An unidentified British officer observed in late 1945 that “all the blood spilt in Java since the Japanese occupation will never be known.” But some of the worst was still to come. When the Japanese formally laid down their arms in mid-August 1945, the entire continent of Asia immediately became shrouded in a thick fog of peace, its new geopolitics distinguished more by confusion, mixed signals and lost opportunities than by wise diplomacy. And as new alliances took shape around old enmities, chaos, mayhem and anarchy engulfed the region. A generation of new wars followed. The questions at the time were many. Who would be liberated? Dutch and French colonials from the Japanese, or Indonesians and Vietnamese from the Dutch and the French? Would Korea find its own role? Would the Soviets control Manchuria? Under whose flag would China unite? Everything was up for grabs.

Friends and foes became hard to distinguish. Before they could be repatriated, some idealistic Japanese soldiers - and not a few who feared indictment for war crimes - deserted the Imperial Army and stayed behind to battle for Indonesian independence. Others fought alongside the Vietminh against the French and the British in Vietnam, while those still wearing the Imperial chrysanthemum stood guard - fully armed and with bayonets fixed - when United States forces landed at Inchon to begin the occupation of Korea. Many of Chiang Kai-shek’s generals, having attended the Japanese military academy, used Japanese troops to fight the Communists.
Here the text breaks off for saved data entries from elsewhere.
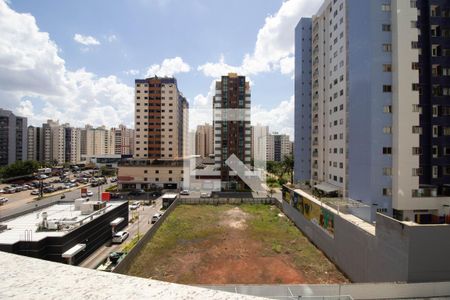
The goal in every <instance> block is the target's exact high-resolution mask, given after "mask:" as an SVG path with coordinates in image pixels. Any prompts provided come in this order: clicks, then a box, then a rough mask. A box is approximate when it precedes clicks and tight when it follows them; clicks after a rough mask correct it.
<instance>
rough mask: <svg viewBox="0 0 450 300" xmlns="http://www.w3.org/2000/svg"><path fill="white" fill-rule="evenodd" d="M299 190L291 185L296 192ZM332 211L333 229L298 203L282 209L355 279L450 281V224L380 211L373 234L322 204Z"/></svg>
mask: <svg viewBox="0 0 450 300" xmlns="http://www.w3.org/2000/svg"><path fill="white" fill-rule="evenodd" d="M292 192H294V191H292V190H291V193H292ZM321 208H325V209H326V210H327V212H328V213H331V214H332V215H333V220H334V221H333V226H334V228H333V234H329V232H327V231H326V230H324V229H323V228H322V227H321V226H320V225H318V224H316V223H315V222H312V221H311V220H310V219H308V218H307V217H305V215H304V213H302V212H301V211H299V210H298V209H296V208H294V207H293V204H292V203H291V201H290V202H287V201H282V210H283V212H284V213H285V214H286V216H288V217H289V218H290V219H291V220H292V221H293V222H294V223H295V225H296V226H297V227H298V228H299V229H300V230H301V231H302V232H303V233H304V234H305V235H306V236H307V237H308V238H309V239H310V241H311V242H312V243H314V244H315V245H316V246H317V247H318V248H319V249H321V250H322V251H323V252H324V253H325V254H326V255H327V256H328V258H329V259H330V260H331V261H333V262H334V263H335V264H336V265H337V266H338V267H339V268H340V269H341V271H342V272H344V273H345V274H346V275H347V276H348V277H349V278H350V280H351V281H353V282H360V283H363V282H431V281H449V280H450V260H449V259H448V255H449V253H450V226H449V225H417V224H414V223H406V222H399V221H397V220H395V219H392V218H390V217H388V216H385V215H382V214H377V216H376V225H375V227H374V229H375V230H374V231H373V233H371V232H370V230H369V231H368V230H365V229H364V228H363V226H370V225H369V224H367V223H365V224H364V222H363V221H361V220H360V222H359V223H357V222H356V221H354V220H355V218H353V219H351V218H349V217H346V216H345V215H343V214H342V213H341V214H339V213H337V212H336V211H335V210H334V209H332V208H331V207H327V206H326V205H323V207H322V206H321Z"/></svg>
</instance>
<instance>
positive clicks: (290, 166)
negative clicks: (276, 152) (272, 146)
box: [280, 155, 294, 184]
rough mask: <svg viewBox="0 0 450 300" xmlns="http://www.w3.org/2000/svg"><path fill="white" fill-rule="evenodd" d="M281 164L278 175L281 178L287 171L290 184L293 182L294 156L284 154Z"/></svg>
mask: <svg viewBox="0 0 450 300" xmlns="http://www.w3.org/2000/svg"><path fill="white" fill-rule="evenodd" d="M281 164H282V166H283V172H282V175H281V176H280V177H281V178H283V176H284V174H286V173H289V174H290V181H291V184H293V183H294V156H293V155H285V156H284V157H283V161H282V163H281Z"/></svg>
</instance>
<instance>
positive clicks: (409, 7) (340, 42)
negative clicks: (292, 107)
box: [295, 0, 450, 223]
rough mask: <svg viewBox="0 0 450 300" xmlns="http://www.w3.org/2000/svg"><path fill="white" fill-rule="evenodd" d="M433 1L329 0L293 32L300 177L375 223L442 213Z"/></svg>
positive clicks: (447, 188) (438, 106) (412, 219)
mask: <svg viewBox="0 0 450 300" xmlns="http://www.w3.org/2000/svg"><path fill="white" fill-rule="evenodd" d="M432 2H433V1H431V2H425V1H423V2H421V1H406V0H370V1H369V0H345V1H344V0H326V1H324V3H323V5H322V6H321V8H320V9H319V11H318V12H317V13H316V14H315V15H314V16H313V17H312V19H311V18H302V19H301V20H300V22H299V24H298V25H297V28H296V47H295V50H296V55H295V56H296V60H297V61H296V70H295V74H296V79H295V82H296V85H295V87H296V92H295V95H296V99H295V101H296V114H295V115H296V126H295V128H296V137H295V142H296V147H295V148H296V157H295V161H296V168H295V169H296V172H295V173H296V180H297V181H305V180H307V181H310V183H311V184H312V185H313V186H314V187H315V188H317V189H321V190H322V191H324V192H337V193H338V194H340V195H342V196H343V197H345V198H349V199H351V200H356V201H358V202H362V203H365V204H367V205H368V206H369V207H370V210H371V214H370V218H371V220H374V219H375V215H376V214H375V213H376V212H382V213H387V214H388V215H391V216H394V217H395V218H397V219H400V220H411V221H413V220H414V221H416V222H418V223H433V222H442V220H443V219H444V218H445V216H446V215H447V214H448V209H447V208H446V207H448V204H449V203H450V202H449V201H450V198H449V196H450V189H448V188H447V187H448V185H449V182H450V179H449V178H450V167H448V160H447V158H446V153H447V152H446V149H449V148H450V146H449V145H450V144H449V142H448V138H447V137H446V136H448V135H450V127H448V120H447V119H448V117H446V116H448V113H447V112H448V106H447V104H446V103H448V102H445V100H448V98H449V96H450V92H449V91H450V89H449V88H448V84H449V83H448V81H447V78H446V76H444V74H446V73H447V70H448V69H450V66H449V65H448V59H447V60H446V56H448V55H447V54H448V53H450V52H449V51H447V50H446V48H445V45H446V44H445V43H444V42H442V41H445V39H441V38H442V33H441V31H440V30H441V26H443V24H442V23H440V20H441V19H439V18H435V16H438V15H439V14H440V6H439V3H438V2H439V1H436V2H433V3H432ZM430 15H431V16H432V17H431V18H430ZM430 35H431V36H432V37H433V38H432V40H431V42H430V38H429V36H430ZM419 70H420V72H419ZM309 83H311V84H309ZM309 162H310V170H309V169H308V168H307V167H305V164H306V163H309ZM297 166H298V167H297ZM300 167H301V168H300Z"/></svg>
The Japanese patrolled rail lines and broke a Communist-led strike in Shanghai and that as late as November 1946, 80,000 or more Japanese troops were operating under Chiang’s command.

Often the victors were simply clueless, trying to govern with limited intelligence as they groped around in the dark. Prime Minister Yoshida Shigeru once mocked the United States occupation in Japan for “its generally happy ignorance of the amount of requisite knowledge it lacked.” And Japan was the country American officials knew best! Despite the services of a very competent O.S.S. (the forerunner of the C.I.A.), the United States was remarkably ignorant of the region. Armed only with “a few pages on Korea” from a 1905 travel guidebook, for example, and with no knowledge of the language, American occupation forces hired former Japanese occupiers and suspected Korean collaborators to explain life on the peninsula to them. A confused United States proconsul in Seoul declared to a stunned Korean populace that the Japanese would continue to govern the country. It took months to undo the damage. In fact contemporary Asia is a region where the tectonic plates of geopolitics have never stopped shifting, one that continues to feel the impact of decisions made in 1945 and roads not taken.